How to create an array with continuous co-ordinate system


#1

For example:

How to create a one-dimensional array with co-ordinates 16.5, 89.256, … …, 283.72745 ?


#2

In 0.75 this is not possible.
But this capability is coming in the next version! Stay tuned.


#3

We’re keen to learn more about your application. As Alex has mentioned, the release we’re currently wrapping up contains support for what we’re calling “non-integer” dimensions. There are (however) a couple of gotchas and a bit of advice:

  1. Once you’ve created your array with the non-integer dimension, you can append data to it, but you can’t insert new values in between ones that already exist. The challenge is that we’re optimizing for fast manipulation of array data, and we’re not optimizing for write-intensive workloads. You will be able to UPDATE values, but not insert new ones (appending to the end along any dimension is supported).

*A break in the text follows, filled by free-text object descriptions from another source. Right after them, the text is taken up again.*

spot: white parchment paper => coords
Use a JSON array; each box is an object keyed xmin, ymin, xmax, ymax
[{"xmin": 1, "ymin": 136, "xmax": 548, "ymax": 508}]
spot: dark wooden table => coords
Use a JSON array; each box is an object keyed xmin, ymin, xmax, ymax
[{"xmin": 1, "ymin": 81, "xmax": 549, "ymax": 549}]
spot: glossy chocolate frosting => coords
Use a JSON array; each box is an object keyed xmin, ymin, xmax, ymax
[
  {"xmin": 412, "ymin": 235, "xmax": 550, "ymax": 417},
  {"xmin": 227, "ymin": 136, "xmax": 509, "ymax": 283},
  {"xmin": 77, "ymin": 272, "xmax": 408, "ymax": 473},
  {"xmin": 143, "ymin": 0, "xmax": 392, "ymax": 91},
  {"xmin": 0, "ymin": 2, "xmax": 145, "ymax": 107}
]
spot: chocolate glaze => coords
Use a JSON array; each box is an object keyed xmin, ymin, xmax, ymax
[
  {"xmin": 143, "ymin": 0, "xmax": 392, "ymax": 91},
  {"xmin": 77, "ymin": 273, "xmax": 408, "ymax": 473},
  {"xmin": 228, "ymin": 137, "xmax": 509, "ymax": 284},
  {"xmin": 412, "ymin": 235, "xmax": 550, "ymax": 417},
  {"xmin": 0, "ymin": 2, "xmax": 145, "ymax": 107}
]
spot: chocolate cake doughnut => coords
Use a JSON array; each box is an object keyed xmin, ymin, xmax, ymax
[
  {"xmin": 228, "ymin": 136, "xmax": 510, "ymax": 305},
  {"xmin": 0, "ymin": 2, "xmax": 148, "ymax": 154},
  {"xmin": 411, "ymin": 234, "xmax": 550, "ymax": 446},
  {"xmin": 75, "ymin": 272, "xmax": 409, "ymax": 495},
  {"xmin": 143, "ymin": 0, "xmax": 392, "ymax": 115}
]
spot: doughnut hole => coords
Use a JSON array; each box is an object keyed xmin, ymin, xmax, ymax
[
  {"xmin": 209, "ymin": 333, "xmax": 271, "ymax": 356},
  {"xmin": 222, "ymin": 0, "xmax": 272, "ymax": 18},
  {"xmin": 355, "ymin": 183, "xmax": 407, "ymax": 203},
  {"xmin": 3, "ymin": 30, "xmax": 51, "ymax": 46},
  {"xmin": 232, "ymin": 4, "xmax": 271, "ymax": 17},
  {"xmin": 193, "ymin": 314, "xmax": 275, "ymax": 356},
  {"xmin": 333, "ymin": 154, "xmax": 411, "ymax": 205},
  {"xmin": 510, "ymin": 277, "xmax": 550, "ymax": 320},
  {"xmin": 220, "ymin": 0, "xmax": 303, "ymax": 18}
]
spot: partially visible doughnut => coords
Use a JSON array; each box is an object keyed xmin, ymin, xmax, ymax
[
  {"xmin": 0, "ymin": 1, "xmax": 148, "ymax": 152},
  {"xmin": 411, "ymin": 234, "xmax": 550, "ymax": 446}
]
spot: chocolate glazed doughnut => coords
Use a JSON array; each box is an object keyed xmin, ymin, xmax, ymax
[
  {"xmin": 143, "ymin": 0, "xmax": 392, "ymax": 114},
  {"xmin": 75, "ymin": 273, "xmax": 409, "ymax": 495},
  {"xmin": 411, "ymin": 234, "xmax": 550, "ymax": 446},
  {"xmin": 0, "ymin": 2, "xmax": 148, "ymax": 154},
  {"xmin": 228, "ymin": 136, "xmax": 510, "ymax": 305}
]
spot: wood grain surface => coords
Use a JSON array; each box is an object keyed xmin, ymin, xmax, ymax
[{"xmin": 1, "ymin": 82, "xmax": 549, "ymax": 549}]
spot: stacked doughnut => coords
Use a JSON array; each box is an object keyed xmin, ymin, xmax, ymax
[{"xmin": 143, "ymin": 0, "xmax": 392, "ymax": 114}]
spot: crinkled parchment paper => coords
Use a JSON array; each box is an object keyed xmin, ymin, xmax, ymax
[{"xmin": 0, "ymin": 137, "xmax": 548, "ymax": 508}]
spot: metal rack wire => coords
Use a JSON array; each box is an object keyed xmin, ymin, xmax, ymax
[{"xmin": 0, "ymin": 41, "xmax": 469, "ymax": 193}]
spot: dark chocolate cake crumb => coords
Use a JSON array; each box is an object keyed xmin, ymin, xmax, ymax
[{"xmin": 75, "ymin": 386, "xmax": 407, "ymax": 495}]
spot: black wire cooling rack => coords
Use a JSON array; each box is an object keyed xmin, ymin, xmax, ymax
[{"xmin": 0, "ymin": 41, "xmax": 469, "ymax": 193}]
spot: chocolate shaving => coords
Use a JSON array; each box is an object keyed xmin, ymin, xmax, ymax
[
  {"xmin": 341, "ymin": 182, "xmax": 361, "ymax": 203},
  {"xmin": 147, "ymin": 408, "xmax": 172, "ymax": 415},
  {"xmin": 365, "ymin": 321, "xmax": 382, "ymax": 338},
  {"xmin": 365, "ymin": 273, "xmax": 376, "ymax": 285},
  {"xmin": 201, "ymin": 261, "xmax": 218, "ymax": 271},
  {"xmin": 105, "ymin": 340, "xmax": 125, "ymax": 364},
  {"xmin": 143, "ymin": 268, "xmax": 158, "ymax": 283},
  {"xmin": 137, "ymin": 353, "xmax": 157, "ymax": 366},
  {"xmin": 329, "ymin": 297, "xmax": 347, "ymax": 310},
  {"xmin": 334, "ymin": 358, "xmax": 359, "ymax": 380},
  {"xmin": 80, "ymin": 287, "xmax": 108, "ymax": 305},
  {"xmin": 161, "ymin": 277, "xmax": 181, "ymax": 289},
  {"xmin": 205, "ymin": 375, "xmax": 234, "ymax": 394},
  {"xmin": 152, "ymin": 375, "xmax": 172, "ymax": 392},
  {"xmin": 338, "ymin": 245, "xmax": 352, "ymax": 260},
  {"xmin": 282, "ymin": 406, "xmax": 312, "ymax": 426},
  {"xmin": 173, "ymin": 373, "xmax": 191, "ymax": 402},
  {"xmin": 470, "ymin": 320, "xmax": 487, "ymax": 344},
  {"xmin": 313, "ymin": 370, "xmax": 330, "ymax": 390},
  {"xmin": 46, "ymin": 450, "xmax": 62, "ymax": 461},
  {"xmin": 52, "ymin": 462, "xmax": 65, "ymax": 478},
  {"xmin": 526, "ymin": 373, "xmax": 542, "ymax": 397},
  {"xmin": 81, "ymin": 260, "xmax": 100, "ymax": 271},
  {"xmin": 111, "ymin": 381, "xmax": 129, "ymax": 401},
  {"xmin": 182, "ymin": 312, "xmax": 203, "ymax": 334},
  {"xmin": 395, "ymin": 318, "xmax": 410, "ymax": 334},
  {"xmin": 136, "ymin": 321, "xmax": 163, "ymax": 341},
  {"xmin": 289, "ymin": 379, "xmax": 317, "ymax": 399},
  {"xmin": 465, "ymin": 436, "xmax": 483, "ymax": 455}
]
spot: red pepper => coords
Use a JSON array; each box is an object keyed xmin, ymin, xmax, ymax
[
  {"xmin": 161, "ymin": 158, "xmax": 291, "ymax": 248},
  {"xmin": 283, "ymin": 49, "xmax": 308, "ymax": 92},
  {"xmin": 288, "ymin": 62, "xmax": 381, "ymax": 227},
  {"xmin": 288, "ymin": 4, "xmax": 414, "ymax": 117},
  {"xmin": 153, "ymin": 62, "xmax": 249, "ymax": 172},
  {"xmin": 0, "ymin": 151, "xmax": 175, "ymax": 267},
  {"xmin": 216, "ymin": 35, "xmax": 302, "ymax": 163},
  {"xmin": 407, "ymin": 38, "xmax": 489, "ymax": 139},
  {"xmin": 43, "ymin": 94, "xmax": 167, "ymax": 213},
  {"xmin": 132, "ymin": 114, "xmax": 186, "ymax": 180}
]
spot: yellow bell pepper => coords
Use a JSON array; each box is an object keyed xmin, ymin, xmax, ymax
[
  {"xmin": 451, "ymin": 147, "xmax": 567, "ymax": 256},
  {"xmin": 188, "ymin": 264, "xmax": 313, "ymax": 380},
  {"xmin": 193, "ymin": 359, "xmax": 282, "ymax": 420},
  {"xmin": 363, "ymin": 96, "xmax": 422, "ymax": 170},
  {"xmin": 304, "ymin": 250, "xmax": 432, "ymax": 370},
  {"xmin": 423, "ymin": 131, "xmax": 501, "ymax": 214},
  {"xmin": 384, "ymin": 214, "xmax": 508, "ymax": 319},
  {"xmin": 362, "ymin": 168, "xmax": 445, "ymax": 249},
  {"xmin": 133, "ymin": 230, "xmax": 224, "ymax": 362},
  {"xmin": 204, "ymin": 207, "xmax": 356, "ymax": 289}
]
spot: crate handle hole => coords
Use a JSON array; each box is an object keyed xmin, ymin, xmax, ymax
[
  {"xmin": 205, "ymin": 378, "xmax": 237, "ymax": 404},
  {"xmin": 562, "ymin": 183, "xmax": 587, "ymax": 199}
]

  2. To get this feature out, we made a couple of simplifying assumptions. We assume, for example, that the number of non-integer values along any dimension will be pretty small (a max of say, 1,000,000). The idea being that array sizes are the product of dimension sizes. So if you have an array with two dimensions, and 1,000,000 values along each dimension, you have a stupendously large array. Now, because the max size here will be of the order of millions, we can use simple data structures to contain the mapping between the non-integer value and the array’s physical dimension offset, and we can replicate these indices on all nodes to make access more efficient. Suppose, say, your non-integer dimension type was a short string of 12 characters. Then if there were 1,000,000 values, the entire index will be about 12 Meg. in size.

  3. This approach clearly isn’t going to work for everyone. It’s really driven by a group of early adopters who have large arrays (100s of G) that are composed from (say) 100,000 labelled entities (let’s call them “samples”: they’re usually identified with a short string), and for each entity, several thousand “measures”. Other folk have given us an entirely different use-case model for non-integer dimensions. And I think this might be closer to the OP’s issue.

Astronomer’s use a Right Ascension / Declination coordinate systems to describe the position of objects on the celestial sphere. Now - there are lots of objects (about a billion, in the US Naval Observatory Catalog), and to distinguish their positions it’s necessary to go to very fine degrees of precision - 0.2 arcseconds, or about 1/18,000 th of a degree. For testing purposes, we’ve taken this data set and loaded (some of) it. Our approach here has been simply to use the usual 64-bit integer dimensions, but to take advantage of a sparse representation.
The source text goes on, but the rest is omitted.